Notley isn’t prepared to do that yet. So what will she do over the next three years? One school of thought says she should just plow ahead with her environmental agenda; history will be on her side in the end, since no one today (outside of maybe a few U.S. Republicans) doubts that the question of phasing out fossil fuels is not a matter of if but when. Another line of thinking, however, suggests extensive environmental action trained on the energy sector will kill the economy, and that Notley should instead pay close attention to the Scandinavian oil-producing market-based social democracies. Those countries are making environmental inroads by weakening demand through energy consumption taxes rather than strangling supply through production interventionism. She may not even be quite sure yet herself, and may choose to wait on oil prices, the Paris climate summit in December and the Saudi mood to help dictate her play.
Many have noted—Notley’s government not least among them—that the unwillingness to stake out bold lines of action on key files might not be entirely or even partially the NDP’s fault. The “poisoned chalice” has been a political trope since the day it was uttered on stage in 1606 during the first run of Shakespeare’s Macbeth, and a bitter aftertaste was pretty much the only thing the PC party left behind for Notley. She is following a succession of fiscally impaired, torn-mainsail governments (Stelmach, Redford, Prentice) under a PC party that had become nearly as fossilized as the resource that kept it in power for over four decades. Notley achieved one of the most surprising electoral wins in Canadian history and one of the most profound for the progressive movement, but it came just as oil was reaching terminal price-drop velocity, shoaling the Alberta revenue tanker. (The province expects to collect $2.8 billion in resource royalties this year, down from $9 billion in 2014.)

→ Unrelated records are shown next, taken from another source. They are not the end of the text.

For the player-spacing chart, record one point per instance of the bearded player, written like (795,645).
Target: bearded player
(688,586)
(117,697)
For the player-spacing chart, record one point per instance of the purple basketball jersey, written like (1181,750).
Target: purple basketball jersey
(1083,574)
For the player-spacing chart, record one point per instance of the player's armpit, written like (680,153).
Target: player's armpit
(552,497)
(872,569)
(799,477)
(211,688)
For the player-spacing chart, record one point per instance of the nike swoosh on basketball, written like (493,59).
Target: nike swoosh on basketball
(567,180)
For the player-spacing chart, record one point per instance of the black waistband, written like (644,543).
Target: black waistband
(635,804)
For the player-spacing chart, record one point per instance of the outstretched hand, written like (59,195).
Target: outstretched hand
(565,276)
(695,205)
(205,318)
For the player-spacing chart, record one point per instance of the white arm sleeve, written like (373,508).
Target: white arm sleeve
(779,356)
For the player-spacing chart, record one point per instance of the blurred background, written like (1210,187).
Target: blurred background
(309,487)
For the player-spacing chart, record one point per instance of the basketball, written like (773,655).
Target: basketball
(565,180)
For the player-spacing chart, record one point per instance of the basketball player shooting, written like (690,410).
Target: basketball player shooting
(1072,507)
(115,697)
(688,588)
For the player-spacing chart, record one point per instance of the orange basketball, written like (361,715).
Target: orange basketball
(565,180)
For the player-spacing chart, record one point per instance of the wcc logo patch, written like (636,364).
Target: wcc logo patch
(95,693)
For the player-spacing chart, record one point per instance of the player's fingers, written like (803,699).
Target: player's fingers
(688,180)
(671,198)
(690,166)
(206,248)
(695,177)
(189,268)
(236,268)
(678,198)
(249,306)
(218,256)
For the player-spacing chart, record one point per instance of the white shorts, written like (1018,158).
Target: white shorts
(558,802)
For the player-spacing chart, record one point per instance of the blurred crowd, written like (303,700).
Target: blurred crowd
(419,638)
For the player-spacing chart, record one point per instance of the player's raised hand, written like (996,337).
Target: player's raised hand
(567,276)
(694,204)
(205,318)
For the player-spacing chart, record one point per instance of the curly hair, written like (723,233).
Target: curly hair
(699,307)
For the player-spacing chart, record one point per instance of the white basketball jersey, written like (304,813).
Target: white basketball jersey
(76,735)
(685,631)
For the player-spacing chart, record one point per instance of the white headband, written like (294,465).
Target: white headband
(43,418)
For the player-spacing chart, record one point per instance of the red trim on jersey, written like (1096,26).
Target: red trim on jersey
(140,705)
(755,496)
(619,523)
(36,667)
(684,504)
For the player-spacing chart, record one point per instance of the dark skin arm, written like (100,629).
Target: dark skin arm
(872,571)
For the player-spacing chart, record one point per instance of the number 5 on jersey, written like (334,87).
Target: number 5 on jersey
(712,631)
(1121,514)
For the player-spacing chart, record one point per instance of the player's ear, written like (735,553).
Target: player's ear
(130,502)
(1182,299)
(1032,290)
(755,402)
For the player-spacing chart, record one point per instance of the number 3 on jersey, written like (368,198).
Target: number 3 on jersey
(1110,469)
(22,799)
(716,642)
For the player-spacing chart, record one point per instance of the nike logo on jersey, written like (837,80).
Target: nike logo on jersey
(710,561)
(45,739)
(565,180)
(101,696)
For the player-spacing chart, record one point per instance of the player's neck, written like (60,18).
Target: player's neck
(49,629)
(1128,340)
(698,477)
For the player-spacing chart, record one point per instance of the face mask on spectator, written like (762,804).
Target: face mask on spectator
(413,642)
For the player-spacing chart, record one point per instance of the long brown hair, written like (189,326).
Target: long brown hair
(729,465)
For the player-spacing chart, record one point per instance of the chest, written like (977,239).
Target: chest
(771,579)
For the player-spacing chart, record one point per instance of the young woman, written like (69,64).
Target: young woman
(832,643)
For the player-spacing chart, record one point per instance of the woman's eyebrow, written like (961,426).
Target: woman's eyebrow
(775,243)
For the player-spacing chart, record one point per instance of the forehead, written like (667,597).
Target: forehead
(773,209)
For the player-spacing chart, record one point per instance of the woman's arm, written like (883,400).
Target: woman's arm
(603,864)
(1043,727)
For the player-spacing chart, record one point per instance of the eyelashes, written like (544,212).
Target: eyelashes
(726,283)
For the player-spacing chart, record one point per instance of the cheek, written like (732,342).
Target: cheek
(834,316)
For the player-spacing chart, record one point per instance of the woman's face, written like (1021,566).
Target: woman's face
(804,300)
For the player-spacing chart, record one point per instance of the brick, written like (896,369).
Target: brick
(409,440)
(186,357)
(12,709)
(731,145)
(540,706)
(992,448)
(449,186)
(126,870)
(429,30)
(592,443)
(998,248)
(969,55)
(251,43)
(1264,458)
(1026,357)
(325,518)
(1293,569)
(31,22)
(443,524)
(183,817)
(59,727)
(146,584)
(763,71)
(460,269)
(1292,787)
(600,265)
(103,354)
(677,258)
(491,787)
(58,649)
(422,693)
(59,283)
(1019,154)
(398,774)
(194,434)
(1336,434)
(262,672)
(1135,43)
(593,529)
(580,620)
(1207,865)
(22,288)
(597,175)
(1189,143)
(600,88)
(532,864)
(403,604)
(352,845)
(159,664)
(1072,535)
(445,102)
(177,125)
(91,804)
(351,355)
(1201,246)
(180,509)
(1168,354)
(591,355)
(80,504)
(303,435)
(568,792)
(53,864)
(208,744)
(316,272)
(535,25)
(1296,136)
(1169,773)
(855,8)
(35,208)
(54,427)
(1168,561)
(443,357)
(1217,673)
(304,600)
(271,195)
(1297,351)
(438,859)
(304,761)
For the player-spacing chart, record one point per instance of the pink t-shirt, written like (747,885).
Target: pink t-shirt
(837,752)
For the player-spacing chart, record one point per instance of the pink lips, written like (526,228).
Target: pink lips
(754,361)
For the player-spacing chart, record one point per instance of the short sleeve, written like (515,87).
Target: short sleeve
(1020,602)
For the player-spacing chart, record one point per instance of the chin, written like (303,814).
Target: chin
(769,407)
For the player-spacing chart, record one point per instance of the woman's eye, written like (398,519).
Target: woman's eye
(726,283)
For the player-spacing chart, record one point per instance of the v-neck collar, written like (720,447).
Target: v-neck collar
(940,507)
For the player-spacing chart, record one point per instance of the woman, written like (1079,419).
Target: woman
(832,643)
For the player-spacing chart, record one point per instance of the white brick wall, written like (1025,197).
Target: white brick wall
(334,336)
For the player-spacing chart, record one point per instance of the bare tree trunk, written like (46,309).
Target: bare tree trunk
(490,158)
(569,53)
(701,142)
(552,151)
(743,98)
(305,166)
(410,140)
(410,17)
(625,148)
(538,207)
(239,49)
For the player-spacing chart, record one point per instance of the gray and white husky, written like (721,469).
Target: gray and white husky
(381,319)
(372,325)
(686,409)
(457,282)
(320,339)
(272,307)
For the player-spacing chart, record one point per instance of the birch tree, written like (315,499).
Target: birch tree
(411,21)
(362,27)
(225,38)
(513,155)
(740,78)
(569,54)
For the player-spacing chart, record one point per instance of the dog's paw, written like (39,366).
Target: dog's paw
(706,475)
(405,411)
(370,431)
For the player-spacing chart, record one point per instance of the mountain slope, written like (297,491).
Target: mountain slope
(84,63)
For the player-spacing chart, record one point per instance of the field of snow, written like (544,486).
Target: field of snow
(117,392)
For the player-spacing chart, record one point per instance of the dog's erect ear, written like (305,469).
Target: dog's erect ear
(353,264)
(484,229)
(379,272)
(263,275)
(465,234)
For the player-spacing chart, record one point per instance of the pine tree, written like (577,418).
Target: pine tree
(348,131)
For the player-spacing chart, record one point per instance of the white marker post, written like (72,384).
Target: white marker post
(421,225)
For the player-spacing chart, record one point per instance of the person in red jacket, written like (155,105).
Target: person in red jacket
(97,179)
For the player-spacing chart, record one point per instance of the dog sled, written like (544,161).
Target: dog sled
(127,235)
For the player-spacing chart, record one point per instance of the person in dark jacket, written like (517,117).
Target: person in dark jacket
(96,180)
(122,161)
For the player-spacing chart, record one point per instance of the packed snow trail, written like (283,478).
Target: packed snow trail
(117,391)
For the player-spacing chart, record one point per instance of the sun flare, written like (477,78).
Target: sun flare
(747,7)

There is also the newly elected Trudeau government to consider in relation to Notley’s actions over the next few years. She campaigned loudly for Thomas Mulcair’s federal NDP (doing so at the aforementioned Calgary luncheon, which is roughly equivalent to dining at Vladimir Putin’s house and telling him how much you love Pussy Riot). She is more simpatico with Trudeau’s Liberals than any provincial or federal Conservative party is, but the federal Liberals have governed more by public-mood windsock than ideological purity. History suggests Trudeau will welcome Notley onto the bus or throw her under it, on a case-by-case basis.
Whether you like her politics or not, Notley is smart, ethical and determined. But right now, so soon after such a historic electoral victory and despite her centrality to Canada’s most pressing issues, she has not yet presented a viable energy sector alternative—only answers with varying degrees of compromise and alienation. Her base wants significant, immediate and decisive environmental action. They are going to be disappointed. The energy sector wants tangible incentives and tax relief–based support that recognizes it as the spine of the Albertan and Canadian economies. They too are going to be disappointed. Notley will have a considerable impact on the complicated futures of Alberta and Canada, but the bottom line is simple—her actions are important to all of us, because we’re all at this crossroads together.